Nurses need clarity about whether they can discuss MAID with patients, says Sally Thorne, a registered nurse and professor emeritus at the University of British Columbia’s school of nursing who has researched nurses’ experiences with MAID.
“It makes explicit … that patients who are facing an end of life, for example, deserve the right to be able to have those conversations about options for care if they want to,” Thorne said.
Conversations about MAID
Nurses have wondered whether discussing MAID with patients violates Criminal Code prohibitions on counselling or aiding a suicide, says Thorne. The association’s previous code of ethics was published in 2017, shortly after Canada legalized MAID in 2016.
The new code says nurses are to “[work] to relieve pain and suffering, including appropriate and effective symptom management, to allow people to live and die with dignity.”
The new code “provides some clarity … that it is an ethical practice to explore [MAID with patients],” said Thorne.
Nurses may ask patients questions to determine if they are interested in MAID when, for example, a patient asks if there are more medical options to relieve their suffering, Thorne says.
Thorne provided input on the code but did not write it. She is also a research member of the Canadian Association of MAID Assessors and Providers, but not a MAID assessor and provider herself.
Some patients who are interested in MAID may be uncomfortable bringing it up themselves, she says.
“It’s never going to be a tick box that you can say, ‘You’re allowed to say this sentence and not this sentence,’” she said.
“Each case for nursing is different. Each patient uses different language. The conversation comes up in ways you wouldn’t have expected.”
Concerns about coercion
Thorne has worked on research about nurses’ experiences with MAID which documents some patients’ frustrations about being asked multiple times if they want MAID.

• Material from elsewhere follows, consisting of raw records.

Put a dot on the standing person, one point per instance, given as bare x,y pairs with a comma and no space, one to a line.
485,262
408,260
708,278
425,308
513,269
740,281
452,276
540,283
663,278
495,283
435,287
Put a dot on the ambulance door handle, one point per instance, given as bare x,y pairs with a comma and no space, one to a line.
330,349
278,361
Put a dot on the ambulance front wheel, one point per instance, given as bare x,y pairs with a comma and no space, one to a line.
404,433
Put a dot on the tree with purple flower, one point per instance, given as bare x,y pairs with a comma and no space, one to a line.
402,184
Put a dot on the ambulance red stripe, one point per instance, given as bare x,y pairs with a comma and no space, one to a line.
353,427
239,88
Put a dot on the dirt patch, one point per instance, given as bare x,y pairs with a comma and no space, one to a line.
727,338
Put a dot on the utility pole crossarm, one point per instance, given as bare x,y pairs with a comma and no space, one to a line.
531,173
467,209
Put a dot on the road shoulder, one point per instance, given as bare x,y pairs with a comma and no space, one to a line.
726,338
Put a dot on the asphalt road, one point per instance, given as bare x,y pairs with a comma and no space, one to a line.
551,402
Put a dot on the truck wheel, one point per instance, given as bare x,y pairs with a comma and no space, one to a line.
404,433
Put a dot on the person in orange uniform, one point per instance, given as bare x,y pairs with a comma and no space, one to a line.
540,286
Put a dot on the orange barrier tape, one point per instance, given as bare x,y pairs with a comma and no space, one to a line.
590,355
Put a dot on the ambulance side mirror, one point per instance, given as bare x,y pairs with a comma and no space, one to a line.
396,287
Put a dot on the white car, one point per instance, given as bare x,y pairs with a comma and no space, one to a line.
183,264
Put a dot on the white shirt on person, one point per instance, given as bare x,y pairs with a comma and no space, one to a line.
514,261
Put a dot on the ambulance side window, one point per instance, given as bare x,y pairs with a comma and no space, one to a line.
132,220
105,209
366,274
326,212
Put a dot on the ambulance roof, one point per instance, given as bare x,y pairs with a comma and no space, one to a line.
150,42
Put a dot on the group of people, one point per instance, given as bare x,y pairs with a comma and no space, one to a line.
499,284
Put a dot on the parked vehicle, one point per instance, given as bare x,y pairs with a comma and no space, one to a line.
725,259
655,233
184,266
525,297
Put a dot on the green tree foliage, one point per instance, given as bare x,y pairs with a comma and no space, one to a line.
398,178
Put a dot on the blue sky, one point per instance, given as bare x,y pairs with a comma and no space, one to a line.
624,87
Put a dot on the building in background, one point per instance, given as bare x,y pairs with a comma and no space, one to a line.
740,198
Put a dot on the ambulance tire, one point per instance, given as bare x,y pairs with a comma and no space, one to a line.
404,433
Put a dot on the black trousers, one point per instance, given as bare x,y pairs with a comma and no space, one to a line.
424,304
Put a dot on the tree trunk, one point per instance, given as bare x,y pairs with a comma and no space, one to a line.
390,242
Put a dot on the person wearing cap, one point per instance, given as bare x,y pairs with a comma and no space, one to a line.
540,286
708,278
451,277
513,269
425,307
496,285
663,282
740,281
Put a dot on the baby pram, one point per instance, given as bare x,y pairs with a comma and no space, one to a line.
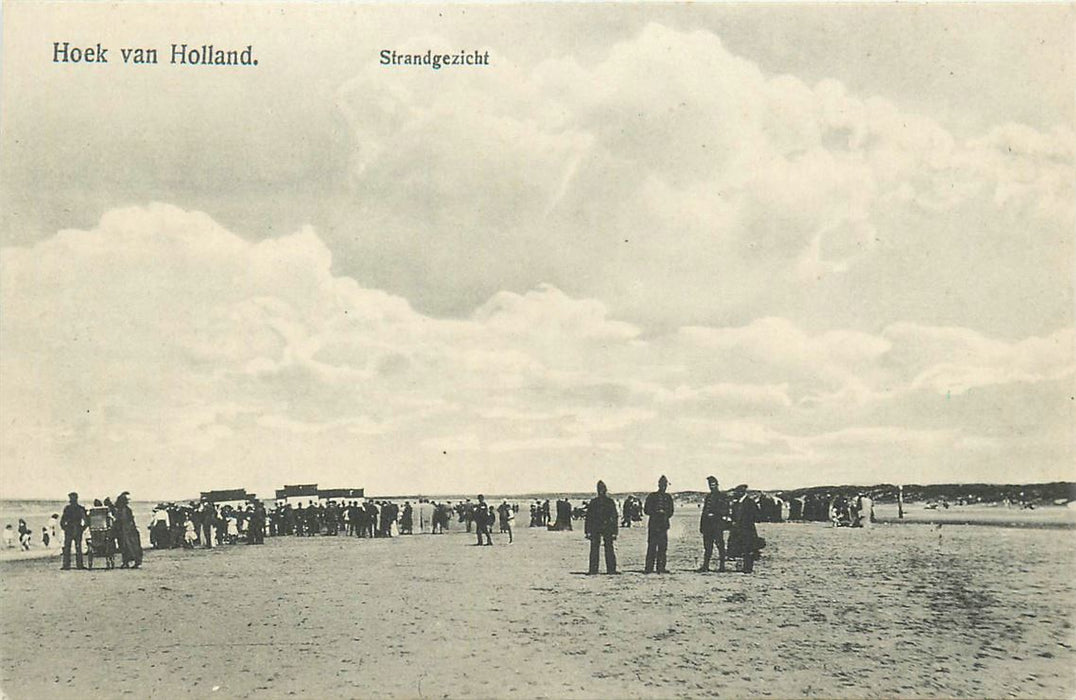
102,542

Patients should report concerns if nurses bring up MAID in a coercive way or after a patient has said they do not want it, Thorne says.
But just because a patient has previously said they do not want MAID does not mean it could never be discussed again.

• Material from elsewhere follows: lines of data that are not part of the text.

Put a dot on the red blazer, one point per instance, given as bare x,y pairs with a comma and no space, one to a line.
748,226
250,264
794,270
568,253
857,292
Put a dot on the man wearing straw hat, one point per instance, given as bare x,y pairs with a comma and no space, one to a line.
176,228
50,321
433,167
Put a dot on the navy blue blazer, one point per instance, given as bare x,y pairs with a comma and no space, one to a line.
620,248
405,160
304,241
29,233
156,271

“I don’t think there is an obligation [for nurses to initiate conversations about MAID],” said Thorne.
“There is an obligation not to block people from those services to which they’re eligible. And that’s the subtle difference. Failing to go into any conversation about, ‘What can we do for you?’, ‘How can we support you?’, for example, if you don’t go into that, then somebody really may have no path forward.”
A patient’s decision about MAID needs to be respected, she says.
Conflicts of conscience
Only 5.5 per cent of MAID providers in 2023 were nurses, according to Health Canada.
But nurses who are not MAID assessors and providers may still encounter MAID at work. This may occur if patients discuss their end-of-life considerations with nurses, or if nurses assist MAID providers with inserting the IV to dispense MAID medications.
Nurses need to tell their employer if they personally object to MAID so that appropriate alternative arrangements can be made for a patient’s care, the code says.
Some nurses may support MAID in some cases but not in others, says Thorne.
“Nurses may decide if [MAID discussions are] sufficiently uncomfortable for them, that they would transition their work into a different setting, one in which their conscientious objection is not creating havoc.”
The code of ethics also tells nurses to recognize how a person’s social situation and life circumstances can impact their health.
Nurses are concerned about people opting for MAID because of social and economic disadvantages, Thorne says. Multiple organizations — including the Canadian Human Rights Commission and the United Nations — have voiced concern about Canadians with disabilities opting for MAID because of poverty or lack of disability supports.
Thorne says she is hopeful that concerns about people opting for MAID due to social disadvantage will prompt reform “to expand appropriate access to mental illness care and chronic illness care and disability services and all of those aspects [of health care] that have not been equitably managed.”